558 U.S. 310 (2010)
Firm: Gibson Dunn & Crutcher
Issue Area: Voting and Elections
"Gibson Dunn represented Citizens United in a landmark case challenging regulations of corporate political speech. The Court held that corporate political speech is not subject to spending limits or other reasonable forms of regulation, opening the door to unlimited corporate spending on U.S. elections. In its brief, Gibson Dunn argued that corporate speech is indistinguishable from the speech of individuals, and that allowing the extremely wealthy to spend vast amounts does not manipulate elections.

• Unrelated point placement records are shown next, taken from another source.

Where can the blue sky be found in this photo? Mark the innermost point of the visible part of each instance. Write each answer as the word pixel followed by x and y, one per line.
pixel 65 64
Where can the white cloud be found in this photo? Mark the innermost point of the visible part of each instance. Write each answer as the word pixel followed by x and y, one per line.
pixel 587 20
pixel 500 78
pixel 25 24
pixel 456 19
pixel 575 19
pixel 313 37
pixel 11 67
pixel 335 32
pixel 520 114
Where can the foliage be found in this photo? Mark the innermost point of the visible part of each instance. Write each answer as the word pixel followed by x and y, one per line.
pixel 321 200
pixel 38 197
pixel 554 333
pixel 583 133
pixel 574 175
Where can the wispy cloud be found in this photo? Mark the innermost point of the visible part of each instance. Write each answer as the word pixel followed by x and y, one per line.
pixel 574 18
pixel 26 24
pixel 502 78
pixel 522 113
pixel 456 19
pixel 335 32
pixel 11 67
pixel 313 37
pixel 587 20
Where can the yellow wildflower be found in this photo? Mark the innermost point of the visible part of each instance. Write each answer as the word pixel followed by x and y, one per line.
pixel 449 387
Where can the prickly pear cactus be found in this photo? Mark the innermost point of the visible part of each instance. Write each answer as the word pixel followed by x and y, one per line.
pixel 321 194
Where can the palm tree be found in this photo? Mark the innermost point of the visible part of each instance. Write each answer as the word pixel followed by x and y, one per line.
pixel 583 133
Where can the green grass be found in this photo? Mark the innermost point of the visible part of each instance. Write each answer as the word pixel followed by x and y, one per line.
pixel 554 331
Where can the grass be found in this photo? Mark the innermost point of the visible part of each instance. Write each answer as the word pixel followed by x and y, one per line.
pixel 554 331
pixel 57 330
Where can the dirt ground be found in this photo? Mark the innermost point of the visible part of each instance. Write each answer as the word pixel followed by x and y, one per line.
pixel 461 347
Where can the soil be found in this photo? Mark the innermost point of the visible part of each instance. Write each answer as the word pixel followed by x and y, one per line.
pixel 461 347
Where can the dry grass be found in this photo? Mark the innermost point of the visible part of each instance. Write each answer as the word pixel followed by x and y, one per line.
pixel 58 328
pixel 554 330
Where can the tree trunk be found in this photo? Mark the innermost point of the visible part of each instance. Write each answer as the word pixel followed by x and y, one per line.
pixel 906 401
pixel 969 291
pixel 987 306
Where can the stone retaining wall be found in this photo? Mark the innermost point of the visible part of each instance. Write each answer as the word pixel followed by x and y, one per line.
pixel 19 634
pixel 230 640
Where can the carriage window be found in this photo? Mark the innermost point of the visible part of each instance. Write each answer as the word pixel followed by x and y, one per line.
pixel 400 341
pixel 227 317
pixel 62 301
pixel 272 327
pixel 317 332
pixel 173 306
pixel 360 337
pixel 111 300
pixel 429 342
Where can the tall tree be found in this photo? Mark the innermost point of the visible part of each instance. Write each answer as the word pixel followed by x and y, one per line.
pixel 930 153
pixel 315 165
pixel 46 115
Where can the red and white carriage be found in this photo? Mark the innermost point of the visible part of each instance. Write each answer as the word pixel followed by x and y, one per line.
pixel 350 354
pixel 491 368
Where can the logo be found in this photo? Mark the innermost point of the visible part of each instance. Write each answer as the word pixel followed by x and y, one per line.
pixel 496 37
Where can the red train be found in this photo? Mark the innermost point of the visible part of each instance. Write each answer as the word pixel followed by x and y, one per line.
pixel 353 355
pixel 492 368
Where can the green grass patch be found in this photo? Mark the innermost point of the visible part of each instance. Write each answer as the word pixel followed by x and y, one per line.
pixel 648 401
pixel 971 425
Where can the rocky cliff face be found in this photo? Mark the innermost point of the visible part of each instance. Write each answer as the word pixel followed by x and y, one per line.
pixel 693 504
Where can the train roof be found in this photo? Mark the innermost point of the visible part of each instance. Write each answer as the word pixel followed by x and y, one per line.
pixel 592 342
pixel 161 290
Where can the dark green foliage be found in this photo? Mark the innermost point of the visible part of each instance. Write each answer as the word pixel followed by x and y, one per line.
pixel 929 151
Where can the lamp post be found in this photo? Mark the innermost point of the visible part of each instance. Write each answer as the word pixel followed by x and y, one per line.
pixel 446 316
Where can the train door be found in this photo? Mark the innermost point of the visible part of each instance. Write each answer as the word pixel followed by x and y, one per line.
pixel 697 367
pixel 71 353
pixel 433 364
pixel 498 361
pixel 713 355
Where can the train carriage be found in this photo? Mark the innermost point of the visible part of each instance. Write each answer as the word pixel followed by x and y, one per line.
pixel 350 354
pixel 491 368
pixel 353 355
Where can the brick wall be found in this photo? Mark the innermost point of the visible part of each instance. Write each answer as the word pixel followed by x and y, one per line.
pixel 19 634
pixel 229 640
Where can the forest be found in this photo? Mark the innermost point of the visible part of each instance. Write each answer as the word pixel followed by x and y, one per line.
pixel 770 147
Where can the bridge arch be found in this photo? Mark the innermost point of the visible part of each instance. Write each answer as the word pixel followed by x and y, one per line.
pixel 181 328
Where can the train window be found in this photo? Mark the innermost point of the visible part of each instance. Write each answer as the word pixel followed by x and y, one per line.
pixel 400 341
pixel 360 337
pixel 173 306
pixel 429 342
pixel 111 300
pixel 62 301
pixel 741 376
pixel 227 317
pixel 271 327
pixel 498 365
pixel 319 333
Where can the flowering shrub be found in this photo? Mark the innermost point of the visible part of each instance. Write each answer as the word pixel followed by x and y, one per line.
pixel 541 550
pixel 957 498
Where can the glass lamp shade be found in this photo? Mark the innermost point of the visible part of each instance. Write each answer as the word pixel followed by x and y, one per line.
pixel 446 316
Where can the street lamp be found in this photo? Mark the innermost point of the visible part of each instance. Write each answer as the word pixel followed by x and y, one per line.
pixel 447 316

"[The earlier Supreme Court case of] Austin was wrongly decided and should be overruled. Austin’s assertion that the government has a compelling interest in forestalling 'corrosive and distorting effects of immense aggregations of wealth that are accumulated with the help of the corporate form and that have little or no correlation to the public’s support for the corporation’s political ideas' (494 U.S. at 660) is sharply at odds with the more venerated principle, articulated in Buckley and recently reaffirmed in Davis v. FEC, 128 S.Ct. 2759, 2773 (2008), that “[t]he First Amendment’s protection against governmental abridgment of free expression cannot properly be made to depend on a person’s financial ability to engage in public discussion.” Buckley, 424 U.S. at 49. Nor can it be reconciled with Bellotti’s recognition that political speech is no less valuable “because the speech comes from a corporation rather than an individual.” 435 U.S. at 776-77."